Bill Bennett was premier of BC (governor, for American readers) for eleven years with a majority government each time, and he managed the rare trick of retiring while he was still on top. His successor, Bill Vander Zalm, won the subsequent election, unlike Kim Campbell when she took over for Mulroney at the federal level, for example.
Bill Bennett oversaw Expo 86, which included a massive redevelopment of False Creek in Vancouver and the Skytrain; the construction of the Coquihalla Highway; chaired the premiers council while Pierre Trudeau was working on constitutional repatriation; and, most controversially, implemented a massive program of spending restraint, gutting a number of social services and labour laws in an effort to strengthen the BC economy, which was struggling in response to a crash in commodity prices.
He remains a controversial figure, but I suspect even his critics would admit that he truly believed in the policies he promoted, to the extent that he intentionally bore the blame for them so that his successor would not be tainted. He also implemented a number of lower-key reforms in an effort to achieve good financial management, and several of those have since become standard procedure among Canadian governments, including changing the role of the Treasury Board to oversee financial accountability, and using an external auditor to review provincial finances.
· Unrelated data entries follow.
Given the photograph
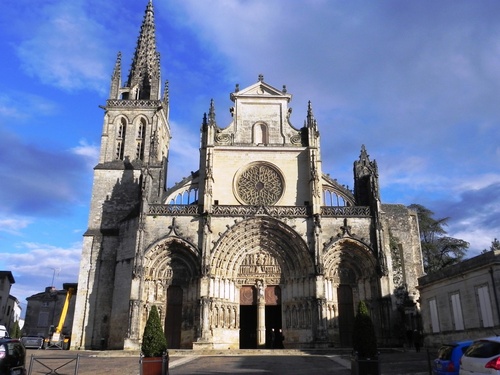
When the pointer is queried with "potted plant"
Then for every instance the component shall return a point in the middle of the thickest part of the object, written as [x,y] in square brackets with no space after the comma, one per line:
[364,359]
[154,355]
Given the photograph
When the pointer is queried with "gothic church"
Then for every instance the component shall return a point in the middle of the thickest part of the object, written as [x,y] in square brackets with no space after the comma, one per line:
[258,239]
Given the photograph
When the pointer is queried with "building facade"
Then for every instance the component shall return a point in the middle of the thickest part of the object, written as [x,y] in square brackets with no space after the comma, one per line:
[258,238]
[462,301]
[44,311]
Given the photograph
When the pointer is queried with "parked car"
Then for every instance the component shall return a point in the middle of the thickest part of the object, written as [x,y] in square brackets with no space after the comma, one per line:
[448,358]
[12,357]
[32,342]
[482,357]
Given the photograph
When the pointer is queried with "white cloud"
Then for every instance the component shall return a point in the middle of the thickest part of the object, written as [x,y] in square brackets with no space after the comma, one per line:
[66,49]
[13,225]
[36,264]
[89,152]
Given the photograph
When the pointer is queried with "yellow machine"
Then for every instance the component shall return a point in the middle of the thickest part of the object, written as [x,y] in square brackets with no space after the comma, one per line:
[56,339]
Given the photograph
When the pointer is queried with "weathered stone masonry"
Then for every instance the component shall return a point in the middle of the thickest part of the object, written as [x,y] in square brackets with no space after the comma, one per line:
[257,240]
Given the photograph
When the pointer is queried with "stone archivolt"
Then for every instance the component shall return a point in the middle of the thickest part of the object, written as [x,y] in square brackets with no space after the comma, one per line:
[347,256]
[268,237]
[171,259]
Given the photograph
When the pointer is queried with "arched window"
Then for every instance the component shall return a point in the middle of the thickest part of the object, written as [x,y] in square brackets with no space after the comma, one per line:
[120,139]
[189,196]
[332,198]
[139,152]
[260,134]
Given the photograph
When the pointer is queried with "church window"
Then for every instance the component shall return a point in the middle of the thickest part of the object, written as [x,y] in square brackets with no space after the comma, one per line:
[139,154]
[189,196]
[456,309]
[260,134]
[434,315]
[332,199]
[120,139]
[483,295]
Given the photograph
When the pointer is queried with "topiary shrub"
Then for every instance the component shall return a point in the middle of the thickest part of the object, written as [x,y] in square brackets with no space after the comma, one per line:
[154,343]
[364,340]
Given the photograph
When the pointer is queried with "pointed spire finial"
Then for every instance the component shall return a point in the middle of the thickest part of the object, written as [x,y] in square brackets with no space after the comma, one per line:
[311,121]
[211,113]
[145,71]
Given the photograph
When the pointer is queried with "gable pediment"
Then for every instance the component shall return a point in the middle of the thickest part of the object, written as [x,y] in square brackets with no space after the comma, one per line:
[260,89]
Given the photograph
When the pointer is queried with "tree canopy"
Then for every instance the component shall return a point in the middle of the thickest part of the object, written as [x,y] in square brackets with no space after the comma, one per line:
[438,250]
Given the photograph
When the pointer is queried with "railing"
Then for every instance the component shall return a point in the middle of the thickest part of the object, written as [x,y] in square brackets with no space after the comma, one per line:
[133,103]
[345,211]
[274,211]
[54,364]
[174,209]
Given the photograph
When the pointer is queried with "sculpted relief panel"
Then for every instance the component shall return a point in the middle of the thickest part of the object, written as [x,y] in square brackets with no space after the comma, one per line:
[259,265]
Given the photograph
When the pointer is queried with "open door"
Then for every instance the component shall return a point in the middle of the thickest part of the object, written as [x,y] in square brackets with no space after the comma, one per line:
[173,318]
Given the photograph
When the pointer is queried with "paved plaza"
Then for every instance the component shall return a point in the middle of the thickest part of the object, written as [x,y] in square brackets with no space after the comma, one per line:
[270,362]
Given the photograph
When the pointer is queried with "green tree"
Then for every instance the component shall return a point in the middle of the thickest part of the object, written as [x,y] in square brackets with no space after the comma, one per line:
[154,342]
[438,250]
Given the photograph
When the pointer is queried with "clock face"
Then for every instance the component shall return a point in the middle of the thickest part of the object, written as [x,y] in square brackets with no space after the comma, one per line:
[259,184]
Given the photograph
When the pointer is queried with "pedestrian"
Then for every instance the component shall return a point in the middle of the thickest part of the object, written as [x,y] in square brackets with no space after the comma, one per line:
[417,340]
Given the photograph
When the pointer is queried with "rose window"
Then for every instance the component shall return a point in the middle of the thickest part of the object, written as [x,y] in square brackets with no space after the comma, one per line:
[260,185]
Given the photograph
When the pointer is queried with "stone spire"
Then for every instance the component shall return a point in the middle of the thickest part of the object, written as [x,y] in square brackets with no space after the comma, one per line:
[116,78]
[144,77]
[366,189]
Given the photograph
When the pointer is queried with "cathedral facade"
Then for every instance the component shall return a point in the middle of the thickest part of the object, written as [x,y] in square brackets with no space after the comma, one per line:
[257,241]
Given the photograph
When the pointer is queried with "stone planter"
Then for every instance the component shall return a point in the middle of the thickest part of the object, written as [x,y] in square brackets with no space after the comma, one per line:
[365,366]
[154,365]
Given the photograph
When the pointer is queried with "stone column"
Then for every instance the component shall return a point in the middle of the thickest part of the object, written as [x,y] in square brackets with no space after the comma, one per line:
[261,315]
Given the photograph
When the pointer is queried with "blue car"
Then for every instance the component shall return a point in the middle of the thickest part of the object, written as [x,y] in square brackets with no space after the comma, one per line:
[448,359]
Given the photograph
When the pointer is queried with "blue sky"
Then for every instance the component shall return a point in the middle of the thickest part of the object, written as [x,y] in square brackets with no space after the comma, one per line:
[417,82]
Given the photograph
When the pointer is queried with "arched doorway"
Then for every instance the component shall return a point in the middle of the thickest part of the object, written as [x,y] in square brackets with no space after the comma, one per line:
[260,314]
[346,314]
[173,317]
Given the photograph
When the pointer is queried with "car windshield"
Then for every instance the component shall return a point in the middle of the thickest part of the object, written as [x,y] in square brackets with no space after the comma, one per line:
[483,349]
[445,351]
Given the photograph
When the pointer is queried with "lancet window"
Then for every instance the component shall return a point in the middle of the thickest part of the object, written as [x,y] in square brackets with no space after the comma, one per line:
[120,139]
[139,153]
[333,198]
[260,134]
[189,196]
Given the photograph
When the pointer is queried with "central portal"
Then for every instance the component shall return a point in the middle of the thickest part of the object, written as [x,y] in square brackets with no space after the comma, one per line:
[260,317]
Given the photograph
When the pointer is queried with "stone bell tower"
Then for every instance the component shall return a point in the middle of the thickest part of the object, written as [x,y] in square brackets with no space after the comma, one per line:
[130,173]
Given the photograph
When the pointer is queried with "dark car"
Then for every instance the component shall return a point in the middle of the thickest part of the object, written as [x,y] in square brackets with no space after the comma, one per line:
[448,358]
[32,342]
[12,357]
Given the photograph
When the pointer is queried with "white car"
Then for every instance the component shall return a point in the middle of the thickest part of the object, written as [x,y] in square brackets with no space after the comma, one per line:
[482,357]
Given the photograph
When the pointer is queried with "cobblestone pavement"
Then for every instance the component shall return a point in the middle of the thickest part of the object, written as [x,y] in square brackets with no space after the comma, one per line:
[221,362]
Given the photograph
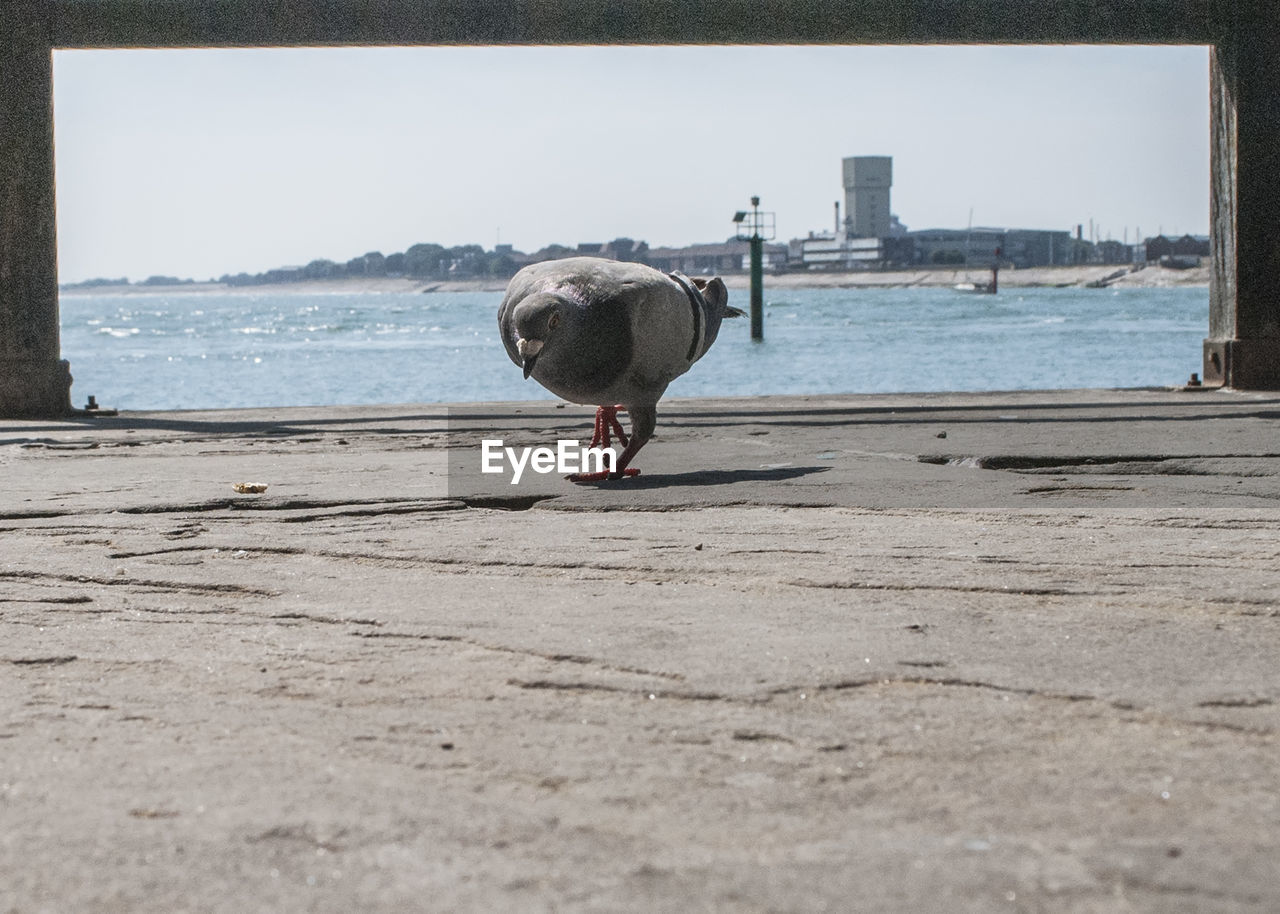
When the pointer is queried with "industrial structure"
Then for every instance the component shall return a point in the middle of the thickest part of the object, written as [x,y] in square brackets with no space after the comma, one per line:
[868,179]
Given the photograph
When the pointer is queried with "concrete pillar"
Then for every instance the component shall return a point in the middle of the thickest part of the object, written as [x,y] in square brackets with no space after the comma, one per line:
[1243,347]
[33,379]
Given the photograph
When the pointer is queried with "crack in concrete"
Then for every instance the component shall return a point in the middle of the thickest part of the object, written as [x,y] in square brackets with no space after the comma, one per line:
[141,584]
[580,659]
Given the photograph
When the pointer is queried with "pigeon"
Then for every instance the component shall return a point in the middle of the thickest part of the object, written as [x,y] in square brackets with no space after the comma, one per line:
[611,334]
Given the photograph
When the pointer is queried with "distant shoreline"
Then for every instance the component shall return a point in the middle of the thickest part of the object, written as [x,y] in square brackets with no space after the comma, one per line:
[1040,277]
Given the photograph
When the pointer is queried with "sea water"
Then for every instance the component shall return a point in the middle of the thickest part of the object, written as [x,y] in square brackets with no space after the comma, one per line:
[266,348]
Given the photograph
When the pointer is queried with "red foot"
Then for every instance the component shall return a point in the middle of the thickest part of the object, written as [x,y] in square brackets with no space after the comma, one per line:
[600,476]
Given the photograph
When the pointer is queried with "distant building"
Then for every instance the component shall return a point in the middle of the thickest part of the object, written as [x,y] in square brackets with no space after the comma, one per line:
[837,251]
[1184,251]
[868,179]
[986,246]
[730,256]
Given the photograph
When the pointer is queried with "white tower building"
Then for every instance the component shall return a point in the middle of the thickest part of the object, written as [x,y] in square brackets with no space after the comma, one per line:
[867,182]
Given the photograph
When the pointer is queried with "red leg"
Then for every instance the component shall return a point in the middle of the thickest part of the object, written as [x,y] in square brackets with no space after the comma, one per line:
[607,421]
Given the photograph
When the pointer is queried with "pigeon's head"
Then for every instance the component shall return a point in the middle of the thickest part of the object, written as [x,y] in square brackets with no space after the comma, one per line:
[539,321]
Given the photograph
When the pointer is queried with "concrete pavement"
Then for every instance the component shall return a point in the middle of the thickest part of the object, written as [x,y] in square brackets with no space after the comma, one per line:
[912,653]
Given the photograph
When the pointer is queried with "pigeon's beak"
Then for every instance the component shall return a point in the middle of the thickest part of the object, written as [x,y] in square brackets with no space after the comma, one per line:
[529,350]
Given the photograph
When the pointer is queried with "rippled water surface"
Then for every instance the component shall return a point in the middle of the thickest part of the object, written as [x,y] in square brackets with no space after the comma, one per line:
[243,350]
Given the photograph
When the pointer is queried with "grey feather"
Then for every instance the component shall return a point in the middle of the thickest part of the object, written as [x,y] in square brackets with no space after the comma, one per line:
[621,332]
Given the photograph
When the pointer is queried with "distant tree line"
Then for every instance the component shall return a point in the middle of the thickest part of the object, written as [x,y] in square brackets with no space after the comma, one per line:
[433,261]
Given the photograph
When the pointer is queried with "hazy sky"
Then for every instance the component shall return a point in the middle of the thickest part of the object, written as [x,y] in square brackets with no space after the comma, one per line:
[201,163]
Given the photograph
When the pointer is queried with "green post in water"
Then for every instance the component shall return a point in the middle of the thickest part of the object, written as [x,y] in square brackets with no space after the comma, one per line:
[757,228]
[757,287]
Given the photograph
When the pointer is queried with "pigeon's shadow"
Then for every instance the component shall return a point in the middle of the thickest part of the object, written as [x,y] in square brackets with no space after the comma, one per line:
[664,480]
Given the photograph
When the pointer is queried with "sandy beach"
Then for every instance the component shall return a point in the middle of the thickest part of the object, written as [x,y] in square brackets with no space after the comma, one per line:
[1050,277]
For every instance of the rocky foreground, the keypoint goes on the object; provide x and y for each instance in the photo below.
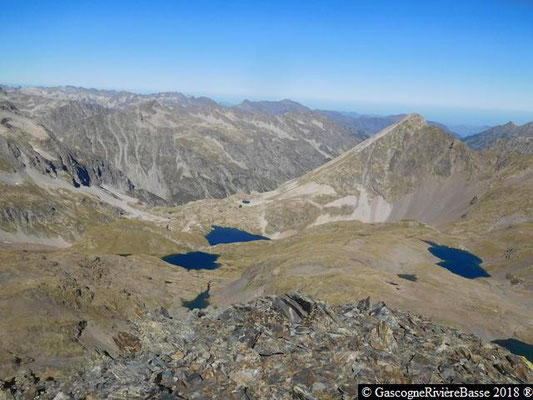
(278, 348)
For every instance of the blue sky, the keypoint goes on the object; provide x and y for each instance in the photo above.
(459, 61)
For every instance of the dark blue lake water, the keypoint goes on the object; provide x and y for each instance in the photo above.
(194, 260)
(220, 234)
(459, 262)
(200, 301)
(517, 347)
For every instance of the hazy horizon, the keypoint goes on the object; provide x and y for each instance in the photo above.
(446, 115)
(457, 62)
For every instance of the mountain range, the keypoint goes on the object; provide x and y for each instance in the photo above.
(99, 186)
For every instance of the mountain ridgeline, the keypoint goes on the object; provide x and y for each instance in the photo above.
(179, 148)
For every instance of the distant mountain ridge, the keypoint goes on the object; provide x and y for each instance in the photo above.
(510, 136)
(181, 148)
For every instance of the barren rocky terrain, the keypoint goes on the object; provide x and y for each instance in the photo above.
(89, 308)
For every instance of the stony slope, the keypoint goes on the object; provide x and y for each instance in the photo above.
(504, 137)
(181, 148)
(409, 170)
(287, 346)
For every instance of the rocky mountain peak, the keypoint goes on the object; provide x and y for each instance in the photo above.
(279, 347)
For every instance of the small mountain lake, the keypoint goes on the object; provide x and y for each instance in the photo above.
(459, 262)
(517, 347)
(194, 260)
(201, 301)
(220, 234)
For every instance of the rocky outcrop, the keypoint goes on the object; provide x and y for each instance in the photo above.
(181, 148)
(506, 137)
(289, 346)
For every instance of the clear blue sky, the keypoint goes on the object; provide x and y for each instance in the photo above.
(454, 60)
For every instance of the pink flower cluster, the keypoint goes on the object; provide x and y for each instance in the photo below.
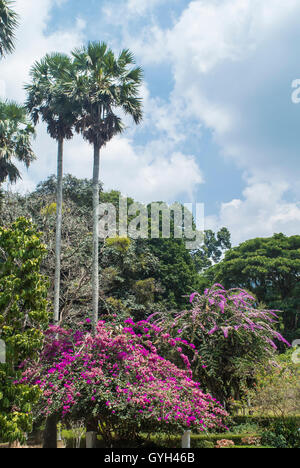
(233, 311)
(117, 374)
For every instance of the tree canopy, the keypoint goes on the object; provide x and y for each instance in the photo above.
(270, 268)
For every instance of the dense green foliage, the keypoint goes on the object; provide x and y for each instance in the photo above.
(144, 277)
(23, 315)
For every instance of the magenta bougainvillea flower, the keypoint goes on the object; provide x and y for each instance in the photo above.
(118, 377)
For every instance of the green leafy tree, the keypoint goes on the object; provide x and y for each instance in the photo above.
(104, 84)
(270, 268)
(232, 337)
(8, 24)
(277, 391)
(23, 316)
(16, 135)
(46, 99)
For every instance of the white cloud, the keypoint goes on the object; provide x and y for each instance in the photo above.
(261, 213)
(155, 171)
(33, 42)
(233, 62)
(127, 9)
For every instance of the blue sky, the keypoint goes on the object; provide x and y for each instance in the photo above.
(220, 126)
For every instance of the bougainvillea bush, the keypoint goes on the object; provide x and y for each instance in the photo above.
(117, 379)
(231, 334)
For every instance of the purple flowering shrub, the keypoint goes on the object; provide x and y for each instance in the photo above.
(118, 379)
(231, 335)
(234, 311)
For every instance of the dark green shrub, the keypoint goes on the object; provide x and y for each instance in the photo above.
(283, 433)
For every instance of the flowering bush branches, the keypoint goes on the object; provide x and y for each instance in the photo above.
(232, 312)
(231, 336)
(118, 378)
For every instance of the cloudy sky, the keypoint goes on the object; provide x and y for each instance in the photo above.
(220, 126)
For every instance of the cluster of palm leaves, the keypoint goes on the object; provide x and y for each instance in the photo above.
(82, 93)
(8, 23)
(15, 140)
(16, 132)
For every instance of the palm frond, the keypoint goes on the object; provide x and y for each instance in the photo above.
(8, 24)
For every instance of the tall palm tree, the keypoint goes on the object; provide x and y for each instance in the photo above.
(16, 133)
(105, 84)
(46, 99)
(8, 23)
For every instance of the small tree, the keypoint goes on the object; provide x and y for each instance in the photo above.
(278, 387)
(23, 316)
(231, 335)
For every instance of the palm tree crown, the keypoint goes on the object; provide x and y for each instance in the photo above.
(16, 134)
(8, 23)
(105, 84)
(46, 97)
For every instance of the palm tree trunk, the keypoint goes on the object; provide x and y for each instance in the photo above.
(59, 202)
(95, 273)
(50, 433)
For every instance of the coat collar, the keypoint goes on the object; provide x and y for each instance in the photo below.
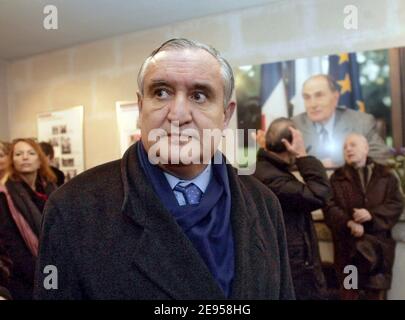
(163, 240)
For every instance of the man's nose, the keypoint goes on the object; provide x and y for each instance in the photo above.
(180, 110)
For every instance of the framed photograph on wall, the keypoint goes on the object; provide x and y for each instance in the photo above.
(63, 129)
(127, 118)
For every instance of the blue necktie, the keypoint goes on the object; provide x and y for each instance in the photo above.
(191, 193)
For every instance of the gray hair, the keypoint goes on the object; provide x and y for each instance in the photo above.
(181, 43)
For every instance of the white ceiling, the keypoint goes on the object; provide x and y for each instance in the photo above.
(21, 21)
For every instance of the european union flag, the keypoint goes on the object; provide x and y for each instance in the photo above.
(345, 70)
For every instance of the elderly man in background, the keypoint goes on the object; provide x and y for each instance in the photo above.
(171, 229)
(366, 204)
(324, 125)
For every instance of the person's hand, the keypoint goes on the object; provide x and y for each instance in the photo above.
(361, 215)
(297, 145)
(356, 229)
(328, 163)
(260, 138)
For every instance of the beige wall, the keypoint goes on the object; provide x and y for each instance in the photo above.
(4, 129)
(98, 74)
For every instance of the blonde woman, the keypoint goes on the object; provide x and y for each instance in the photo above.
(4, 151)
(28, 184)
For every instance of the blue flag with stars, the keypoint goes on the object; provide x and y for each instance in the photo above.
(344, 69)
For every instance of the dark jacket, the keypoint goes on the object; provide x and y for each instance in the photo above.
(111, 237)
(5, 265)
(21, 280)
(374, 252)
(297, 200)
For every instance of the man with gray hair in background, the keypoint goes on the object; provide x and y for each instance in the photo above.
(169, 228)
(366, 204)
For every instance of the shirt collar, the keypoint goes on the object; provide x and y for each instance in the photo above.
(201, 181)
(328, 125)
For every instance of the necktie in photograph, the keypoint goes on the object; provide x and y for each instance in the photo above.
(192, 194)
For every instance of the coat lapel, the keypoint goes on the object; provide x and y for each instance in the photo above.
(164, 241)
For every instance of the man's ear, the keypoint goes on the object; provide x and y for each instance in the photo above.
(229, 110)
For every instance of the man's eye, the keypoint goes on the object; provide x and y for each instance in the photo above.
(161, 93)
(199, 97)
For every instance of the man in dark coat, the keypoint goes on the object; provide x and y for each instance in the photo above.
(367, 203)
(159, 225)
(285, 147)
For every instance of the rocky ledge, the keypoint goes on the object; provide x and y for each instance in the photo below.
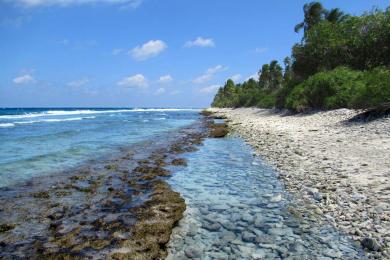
(118, 208)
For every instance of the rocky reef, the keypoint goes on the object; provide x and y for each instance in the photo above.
(116, 208)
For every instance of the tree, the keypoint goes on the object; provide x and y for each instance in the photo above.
(313, 14)
(335, 15)
(287, 75)
(276, 75)
(264, 76)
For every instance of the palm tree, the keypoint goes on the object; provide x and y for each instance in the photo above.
(335, 15)
(314, 13)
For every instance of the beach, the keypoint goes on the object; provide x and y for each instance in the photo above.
(336, 169)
Whether you agree with his policies (and respect his legacy) depends on which side of the ideological divide you’re on – he is loathed by the left in BC, and respected by the right. His focus on financial accountability, however, is something that both sides of the aisle could learn from. Government spending, as Plecas rightly points out, is at the margin: politicians care about new programs and ideas, because that’s what gets votes. In order to afford new programs, though, you have to manage your current programs carefully. A lessons all governments could take to heart.